DNIF Query Language (DQL)
- What is DQL?
- Understanding the DQL query pipeline
- DQL Directives
- Result sets
- Types of DQL directives
What is DQL?
Data that has volume (ever increasing data), velocity (more data every minute) and variety (unstructured data or data with varying structures) is called Big Data. As DNIF receives data every second from multiple devices and in various formats, it is a big data platform. The DNIF data store stores this big data. DNIF uses its own querying language, the DNIF Query Language (DQL), for querying and analyzing this data.
Although DNIF uses JSON for its internal processing (querying), DQL was created to avoid the hassles associated with writing queries in JSON. Instead, DQL is modeled on SQL, to give it a sense of familiarity and a shorter learning curve. However, DQL queries do not work exactly as traditional SQL queries, the underlying difference being that SQL queries were written for RDBMS systems while DQL works on big data.

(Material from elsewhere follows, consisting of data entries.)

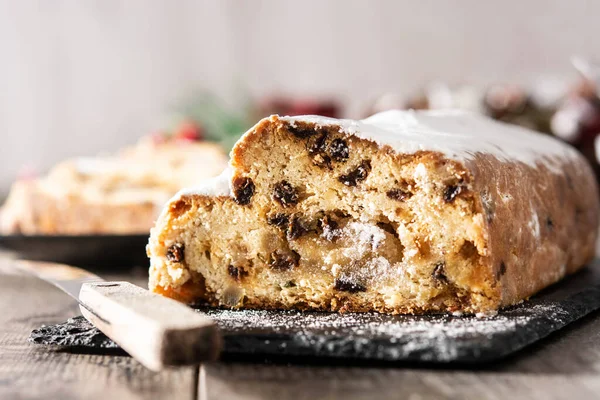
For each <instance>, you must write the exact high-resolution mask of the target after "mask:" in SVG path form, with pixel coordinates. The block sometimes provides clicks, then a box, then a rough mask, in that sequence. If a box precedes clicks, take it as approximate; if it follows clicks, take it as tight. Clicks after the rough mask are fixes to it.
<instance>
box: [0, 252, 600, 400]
mask: <svg viewBox="0 0 600 400" xmlns="http://www.w3.org/2000/svg"><path fill="white" fill-rule="evenodd" d="M132 274H133V276H134V277H133V278H132ZM144 274H145V271H144V270H143V269H139V270H135V271H133V272H131V271H128V272H127V273H114V272H112V273H106V274H105V277H106V278H109V279H128V280H132V281H134V282H136V283H138V284H140V285H144V283H145V282H144V280H145V277H144ZM76 314H78V307H77V306H76V304H75V302H74V301H73V300H72V299H70V298H69V297H68V296H66V295H65V294H63V293H62V292H60V291H59V290H58V289H55V288H54V287H52V286H51V285H49V284H47V283H44V282H42V281H40V280H38V279H36V278H33V277H30V276H26V275H23V274H22V273H20V272H17V271H15V270H14V269H13V268H11V266H10V262H9V261H7V260H6V259H3V258H0V399H3V400H9V399H21V398H26V399H29V398H43V399H76V398H77V399H78V398H86V399H111V400H116V399H138V398H139V399H142V398H148V399H161V398H166V399H170V400H176V399H263V398H264V399H318V398H325V399H338V398H340V399H344V400H350V399H362V398H364V399H386V398H393V399H396V398H405V399H414V400H417V399H454V398H460V399H505V398H510V399H511V400H512V399H518V398H524V399H525V398H526V399H543V400H548V399H555V398H556V399H558V398H573V399H575V398H577V399H579V398H581V399H583V398H586V399H587V398H594V397H600V313H595V314H594V315H591V316H588V317H587V318H585V319H583V320H581V321H580V322H577V323H575V324H573V325H571V326H570V327H569V328H567V329H564V330H563V331H561V332H560V333H558V334H555V335H553V336H551V337H550V338H548V339H546V340H544V341H543V342H541V343H539V344H538V345H535V346H533V347H530V348H527V349H526V350H525V351H523V352H522V353H521V354H520V355H519V356H517V357H513V358H511V359H509V360H506V361H505V362H503V363H501V364H497V365H492V366H489V367H487V368H479V369H472V370H468V369H451V368H431V367H415V366H410V365H402V366H398V367H390V366H381V365H379V366H373V365H370V366H367V365H348V364H344V365H340V364H338V365H291V364H290V365H281V364H279V365H275V364H264V363H256V364H252V363H211V364H206V365H202V366H200V367H199V368H185V369H177V370H169V371H165V372H161V373H153V372H150V371H148V370H146V369H144V368H143V367H141V366H140V365H139V364H138V363H137V362H136V361H133V360H132V359H131V358H129V357H125V356H106V355H81V354H69V353H66V352H60V351H56V350H55V351H50V350H47V349H44V348H40V347H38V346H35V345H31V344H29V343H28V342H27V336H28V335H29V332H30V331H31V330H32V329H33V328H36V327H39V326H40V325H42V324H53V323H58V322H62V321H64V320H65V319H67V318H69V317H71V316H74V315H76Z"/></svg>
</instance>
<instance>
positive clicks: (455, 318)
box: [30, 261, 600, 364]
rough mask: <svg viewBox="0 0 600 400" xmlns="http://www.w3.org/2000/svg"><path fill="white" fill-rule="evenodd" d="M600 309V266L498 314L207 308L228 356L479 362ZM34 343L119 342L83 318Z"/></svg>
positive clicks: (585, 272) (39, 336) (251, 359)
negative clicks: (93, 326)
mask: <svg viewBox="0 0 600 400" xmlns="http://www.w3.org/2000/svg"><path fill="white" fill-rule="evenodd" d="M598 308H600V263H599V262H598V261H595V262H594V263H593V264H591V265H589V266H588V267H586V268H584V269H583V270H582V271H580V272H578V273H577V274H575V275H573V276H571V277H568V278H567V279H565V280H564V281H563V282H561V283H559V284H557V285H554V286H552V287H550V288H548V289H546V290H544V291H543V292H541V293H540V294H538V295H537V296H534V297H533V298H532V299H531V300H529V301H527V302H524V303H522V304H520V305H517V306H514V307H511V308H509V309H506V310H503V311H501V312H500V313H498V315H496V316H492V317H480V318H477V317H475V316H462V317H461V316H455V315H432V316H407V315H399V316H390V315H382V314H372V313H369V314H341V315H340V314H331V313H308V312H305V313H302V312H287V311H231V310H214V309H213V310H210V309H203V310H199V312H204V313H206V314H207V315H209V316H210V317H212V318H213V319H214V320H215V321H216V322H217V324H218V325H219V327H220V328H221V331H222V333H223V336H224V339H225V340H224V343H225V344H224V349H223V354H222V356H223V358H235V359H240V358H242V359H251V360H264V359H282V358H283V359H284V360H285V361H286V362H292V361H293V360H294V359H302V360H305V359H306V358H307V357H309V358H311V359H317V358H318V359H320V360H323V359H330V360H333V359H338V360H340V359H342V360H369V361H381V362H394V363H396V362H407V361H410V362H427V363H441V364H448V363H463V364H477V363H486V362H492V361H496V360H499V359H502V358H504V357H506V356H508V355H510V354H512V353H515V352H517V351H519V350H521V349H523V348H525V347H526V346H528V345H531V344H533V343H534V342H536V341H538V340H540V339H542V338H544V337H546V336H548V335H549V334H551V333H552V332H555V331H557V330H559V329H561V328H563V327H564V326H566V325H568V324H569V323H571V322H573V321H575V320H577V319H579V318H581V317H583V316H585V315H586V314H588V313H590V312H592V311H594V310H596V309H598ZM30 341H32V342H33V343H38V344H42V345H51V346H61V347H63V348H65V349H67V350H70V351H74V352H93V353H98V352H100V353H102V352H114V351H115V350H117V351H118V346H117V345H116V344H115V343H113V342H112V341H111V340H110V339H108V338H107V337H106V336H104V335H103V334H102V333H101V332H99V331H98V330H97V329H95V328H94V327H93V326H91V325H90V324H89V323H87V321H85V319H83V318H82V317H76V318H74V319H71V320H69V321H67V322H66V323H64V324H60V325H53V326H46V327H42V328H39V329H36V330H34V331H33V332H32V333H31V336H30Z"/></svg>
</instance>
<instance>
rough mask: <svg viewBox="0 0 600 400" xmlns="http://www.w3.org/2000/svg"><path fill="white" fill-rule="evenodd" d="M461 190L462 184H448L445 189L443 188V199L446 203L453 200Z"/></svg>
mask: <svg viewBox="0 0 600 400" xmlns="http://www.w3.org/2000/svg"><path fill="white" fill-rule="evenodd" d="M462 191H463V186H461V185H450V186H448V187H446V190H444V201H445V202H446V203H451V202H453V201H454V199H455V198H456V196H458V195H460V194H461V193H462Z"/></svg>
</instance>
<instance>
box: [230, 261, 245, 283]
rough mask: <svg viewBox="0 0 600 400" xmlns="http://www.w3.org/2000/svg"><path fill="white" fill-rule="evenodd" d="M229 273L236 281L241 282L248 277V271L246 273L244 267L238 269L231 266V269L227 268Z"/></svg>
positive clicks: (231, 276) (230, 268)
mask: <svg viewBox="0 0 600 400" xmlns="http://www.w3.org/2000/svg"><path fill="white" fill-rule="evenodd" d="M227 273H229V276H231V277H232V278H233V279H235V280H236V281H240V280H241V279H242V278H243V277H245V276H248V271H246V270H245V269H243V268H242V267H236V266H233V265H231V264H230V265H229V267H227Z"/></svg>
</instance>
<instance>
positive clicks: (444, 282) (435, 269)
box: [431, 262, 448, 283]
mask: <svg viewBox="0 0 600 400" xmlns="http://www.w3.org/2000/svg"><path fill="white" fill-rule="evenodd" d="M445 268H446V264H445V263H443V262H439V263H437V264H435V267H433V272H432V273H431V276H432V277H433V279H435V280H436V281H438V282H440V283H448V278H446V271H445Z"/></svg>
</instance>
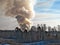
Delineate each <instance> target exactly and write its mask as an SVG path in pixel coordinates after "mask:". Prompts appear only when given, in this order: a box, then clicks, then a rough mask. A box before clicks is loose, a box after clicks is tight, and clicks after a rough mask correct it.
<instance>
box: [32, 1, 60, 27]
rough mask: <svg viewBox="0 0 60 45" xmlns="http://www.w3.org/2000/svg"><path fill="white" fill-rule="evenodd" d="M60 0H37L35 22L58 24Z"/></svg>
mask: <svg viewBox="0 0 60 45" xmlns="http://www.w3.org/2000/svg"><path fill="white" fill-rule="evenodd" d="M59 5H60V0H37V1H36V5H35V8H34V10H35V12H36V17H35V18H34V19H33V22H34V23H35V24H37V23H39V24H42V23H43V24H44V23H46V24H47V25H50V26H56V25H58V24H60V6H59Z"/></svg>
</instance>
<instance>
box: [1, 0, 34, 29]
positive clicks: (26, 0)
mask: <svg viewBox="0 0 60 45" xmlns="http://www.w3.org/2000/svg"><path fill="white" fill-rule="evenodd" d="M2 3H3V4H2ZM1 4H2V7H3V9H4V11H5V15H6V16H11V17H15V18H16V19H17V21H18V23H19V25H20V27H21V28H22V27H24V26H25V27H24V29H25V28H28V29H29V27H30V25H31V21H30V19H32V18H33V17H34V15H35V13H34V10H33V6H34V2H33V0H0V5H1ZM22 29H23V28H22Z"/></svg>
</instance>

DQL queries are used to communicate, retrieve and analyze information from a data store. They can also be used to:
- Power up a widget
- Create a customized report
- Create a module
DQL queries can be executed from the Search interface of the DNIF web console or they can be scheduled to run at fixed time intervals using workbooks.
Understanding the DQL query pipeline
A sample DQL query as written on the Search page of the DNIF web console is shown below:
Let us try to understand the different parts of this query using the diagram below:
There are three query functions here (as shown) that together form the DQL query. Each query function begins with a DQL directive. All query functions form a part of the pipeline. To add another query function to the pipeline (to pipeline another query function), use Shift+Enter. This brings up the pipeline operator ».
Query functions are labeled as f1, f2, f3, and so on, as shown below:
Let us now take a look at various DQL directives and understand what each is used for.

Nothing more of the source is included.